CASPIAN JOURNAL

MANAGEMENT AND HIGH TECHNOLOGIES

Optical character recognition errors correction method

Read Breyman Aleksandr D., Yakovlev Ilya A. Optical character recognition errors correction method // Caspian journal : management and high technologies. — 2014. — №1. — pp. 102-113.

Breyman Aleksandr D. - Ph.D. (Engineering),Associate Professor, National Research University “Higher School of Economics”, 20 Myasnitskaya St., Moscow 101000, Russian Federation, abreyman@hse.ru

Yakovlev Ilya A. - post-graduate student, Moscow State University of Instrument Engineering and Computer Science, 20 Stromynka St., Moscow, 107996, Russian Federation, krofes@gmail.com

Optical recognition of text documents is inevitably error-prone process. To identify and correct that errors systems use post-processing techniques that are usually based on dictionary search. Using dictionaries can bring an acceptable quality of recognition for Latin, Cyrillic and other phonetic alphabets, but of little use for the languages in which the selection of individual words is untypical or optional (Chinese, Japanese , Korean, Vietnamese and other languages).

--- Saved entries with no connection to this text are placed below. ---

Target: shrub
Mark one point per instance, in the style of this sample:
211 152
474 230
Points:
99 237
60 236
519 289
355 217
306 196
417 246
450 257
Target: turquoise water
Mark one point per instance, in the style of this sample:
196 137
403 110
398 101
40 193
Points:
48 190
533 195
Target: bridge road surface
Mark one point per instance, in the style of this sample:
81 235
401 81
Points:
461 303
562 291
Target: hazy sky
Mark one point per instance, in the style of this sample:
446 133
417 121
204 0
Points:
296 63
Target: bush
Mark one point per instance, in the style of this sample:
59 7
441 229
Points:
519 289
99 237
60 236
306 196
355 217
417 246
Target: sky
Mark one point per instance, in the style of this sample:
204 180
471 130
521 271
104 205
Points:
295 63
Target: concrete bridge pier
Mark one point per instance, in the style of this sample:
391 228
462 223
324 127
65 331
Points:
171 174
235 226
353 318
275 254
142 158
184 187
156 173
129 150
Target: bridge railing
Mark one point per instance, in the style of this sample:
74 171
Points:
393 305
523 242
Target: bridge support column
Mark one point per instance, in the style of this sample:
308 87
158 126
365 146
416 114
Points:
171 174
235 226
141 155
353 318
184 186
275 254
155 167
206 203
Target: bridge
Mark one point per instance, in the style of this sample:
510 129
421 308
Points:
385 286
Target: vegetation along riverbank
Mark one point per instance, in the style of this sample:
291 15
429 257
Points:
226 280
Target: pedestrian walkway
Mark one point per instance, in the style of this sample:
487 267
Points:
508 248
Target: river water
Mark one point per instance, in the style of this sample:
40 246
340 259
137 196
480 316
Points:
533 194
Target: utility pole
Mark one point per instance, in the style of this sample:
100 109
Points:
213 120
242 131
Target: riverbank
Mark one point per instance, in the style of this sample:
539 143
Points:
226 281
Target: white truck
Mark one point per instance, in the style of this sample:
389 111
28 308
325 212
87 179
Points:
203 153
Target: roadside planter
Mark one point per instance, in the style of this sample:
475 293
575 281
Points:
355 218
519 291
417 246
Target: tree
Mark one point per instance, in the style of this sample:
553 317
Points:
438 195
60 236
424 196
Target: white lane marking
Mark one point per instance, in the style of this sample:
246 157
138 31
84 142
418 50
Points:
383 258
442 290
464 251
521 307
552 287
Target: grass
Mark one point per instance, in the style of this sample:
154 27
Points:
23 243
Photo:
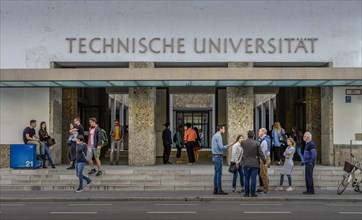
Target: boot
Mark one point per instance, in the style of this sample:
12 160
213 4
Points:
44 165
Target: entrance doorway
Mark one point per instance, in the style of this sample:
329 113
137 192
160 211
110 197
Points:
198 119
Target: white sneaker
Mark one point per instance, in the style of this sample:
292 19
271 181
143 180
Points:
279 188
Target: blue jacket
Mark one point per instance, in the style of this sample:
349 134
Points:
310 153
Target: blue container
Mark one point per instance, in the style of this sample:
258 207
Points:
23 156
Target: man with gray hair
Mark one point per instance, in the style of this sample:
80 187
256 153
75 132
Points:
310 156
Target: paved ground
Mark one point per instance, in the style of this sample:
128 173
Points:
34 196
230 210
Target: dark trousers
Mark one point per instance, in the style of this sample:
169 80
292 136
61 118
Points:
190 151
72 151
166 153
276 153
309 167
178 153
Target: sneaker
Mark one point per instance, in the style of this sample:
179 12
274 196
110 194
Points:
89 183
79 190
92 171
290 189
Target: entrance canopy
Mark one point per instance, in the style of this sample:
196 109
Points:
173 77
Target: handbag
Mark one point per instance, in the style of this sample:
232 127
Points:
51 142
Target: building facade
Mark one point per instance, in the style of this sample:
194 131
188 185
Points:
240 63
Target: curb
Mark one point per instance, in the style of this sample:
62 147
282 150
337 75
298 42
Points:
192 198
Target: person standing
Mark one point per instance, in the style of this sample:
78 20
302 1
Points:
94 145
179 143
30 137
117 138
250 161
288 165
81 150
310 156
190 137
277 137
217 157
43 137
167 142
236 155
265 145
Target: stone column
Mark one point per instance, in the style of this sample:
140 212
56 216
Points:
313 116
69 111
239 113
141 120
142 138
327 126
55 123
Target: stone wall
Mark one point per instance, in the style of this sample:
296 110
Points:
69 111
313 116
142 138
239 113
192 100
55 125
327 138
342 153
4 155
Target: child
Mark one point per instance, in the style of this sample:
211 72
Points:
288 165
81 151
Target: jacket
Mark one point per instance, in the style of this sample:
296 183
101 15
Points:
81 151
252 153
97 135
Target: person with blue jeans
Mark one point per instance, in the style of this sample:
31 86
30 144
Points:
81 150
217 157
250 161
310 156
236 155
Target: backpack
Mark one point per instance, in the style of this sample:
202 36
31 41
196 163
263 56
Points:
174 138
104 138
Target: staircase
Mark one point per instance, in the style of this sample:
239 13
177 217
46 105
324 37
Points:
159 177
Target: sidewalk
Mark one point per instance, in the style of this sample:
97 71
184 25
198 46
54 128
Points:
64 196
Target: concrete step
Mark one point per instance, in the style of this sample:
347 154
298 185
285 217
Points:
160 177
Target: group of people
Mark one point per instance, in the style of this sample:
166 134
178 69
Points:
40 141
189 138
252 158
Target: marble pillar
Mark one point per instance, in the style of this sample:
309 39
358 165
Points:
327 138
239 112
55 123
142 138
69 111
313 116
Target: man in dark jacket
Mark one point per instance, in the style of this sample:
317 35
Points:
310 156
81 151
167 141
250 161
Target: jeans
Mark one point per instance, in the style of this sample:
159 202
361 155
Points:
240 171
250 176
309 167
47 153
190 151
79 167
113 146
299 151
178 153
218 162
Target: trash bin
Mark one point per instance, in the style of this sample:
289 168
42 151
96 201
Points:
23 156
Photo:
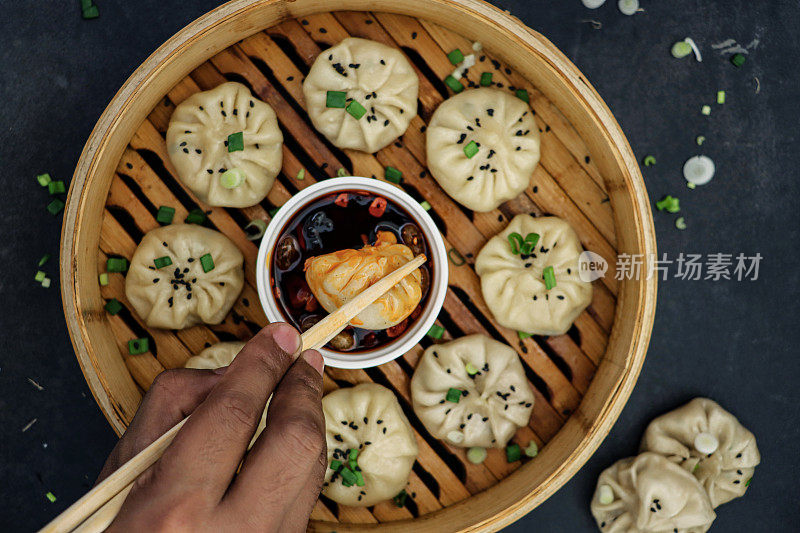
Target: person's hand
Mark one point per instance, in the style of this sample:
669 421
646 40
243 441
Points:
194 486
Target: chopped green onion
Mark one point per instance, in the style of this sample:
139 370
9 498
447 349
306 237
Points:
392 174
455 85
337 99
532 450
233 178
138 346
436 331
476 455
56 187
549 276
356 110
255 229
236 142
513 453
471 149
44 179
400 499
165 214
55 206
681 49
113 306
161 262
207 262
455 57
116 264
668 203
453 395
196 216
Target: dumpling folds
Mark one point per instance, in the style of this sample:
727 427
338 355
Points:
217 356
506 137
338 277
725 474
368 418
494 402
197 143
374 75
650 494
513 285
182 294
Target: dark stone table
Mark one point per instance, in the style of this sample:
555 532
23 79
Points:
729 340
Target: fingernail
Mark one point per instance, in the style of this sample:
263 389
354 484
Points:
287 338
314 358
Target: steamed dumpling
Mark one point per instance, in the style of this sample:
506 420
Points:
494 402
650 494
729 452
201 276
367 418
513 285
217 356
374 77
197 143
338 277
500 127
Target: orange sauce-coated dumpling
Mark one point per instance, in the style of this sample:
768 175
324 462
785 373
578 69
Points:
338 277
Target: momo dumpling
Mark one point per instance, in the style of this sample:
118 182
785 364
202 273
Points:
710 443
217 356
650 494
472 392
361 94
182 275
514 283
366 418
338 277
483 146
226 146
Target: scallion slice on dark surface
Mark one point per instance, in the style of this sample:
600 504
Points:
453 395
165 214
161 262
455 57
113 306
549 277
392 174
471 149
116 264
138 346
356 110
336 99
513 453
207 262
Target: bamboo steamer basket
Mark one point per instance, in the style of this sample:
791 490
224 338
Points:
588 175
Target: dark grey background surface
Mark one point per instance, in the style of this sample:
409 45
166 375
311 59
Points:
733 341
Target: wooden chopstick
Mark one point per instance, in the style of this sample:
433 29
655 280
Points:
98 507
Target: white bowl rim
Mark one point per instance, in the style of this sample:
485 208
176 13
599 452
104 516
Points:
439 277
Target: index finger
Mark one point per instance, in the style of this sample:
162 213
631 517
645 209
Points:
206 452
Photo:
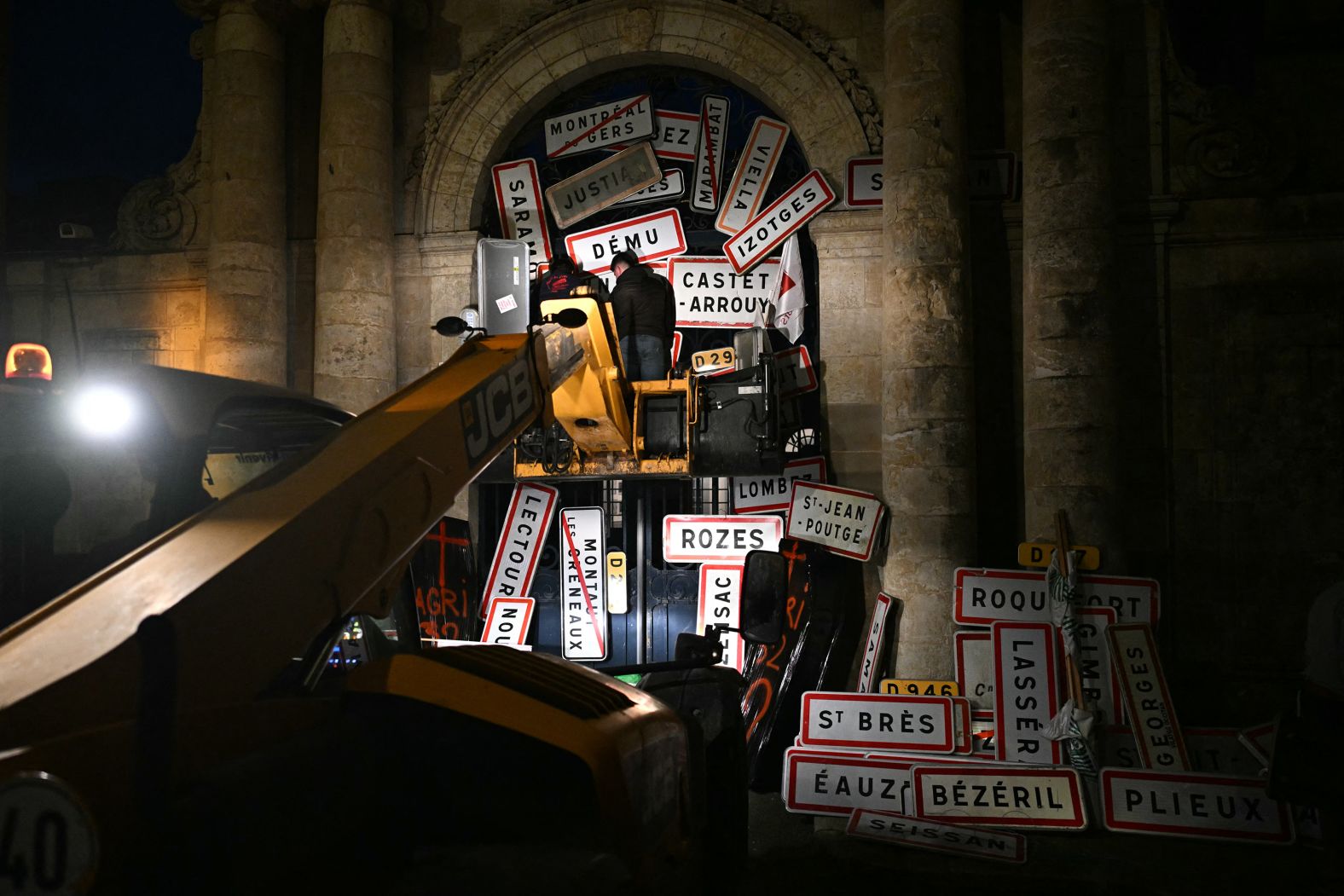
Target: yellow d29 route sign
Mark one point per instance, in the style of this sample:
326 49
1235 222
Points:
1038 553
919 688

This paper discusses known methods to address this problem, and proposes a new approach to correcting certain types of errors, based on the application of neural networks ensembles (containing distinct neural network for each possible character), which allows to reduce the number of hieroglyphic recognition errors and to reduce dependence on the quality of dictionaries while recognizing texts in phonetic alphabets.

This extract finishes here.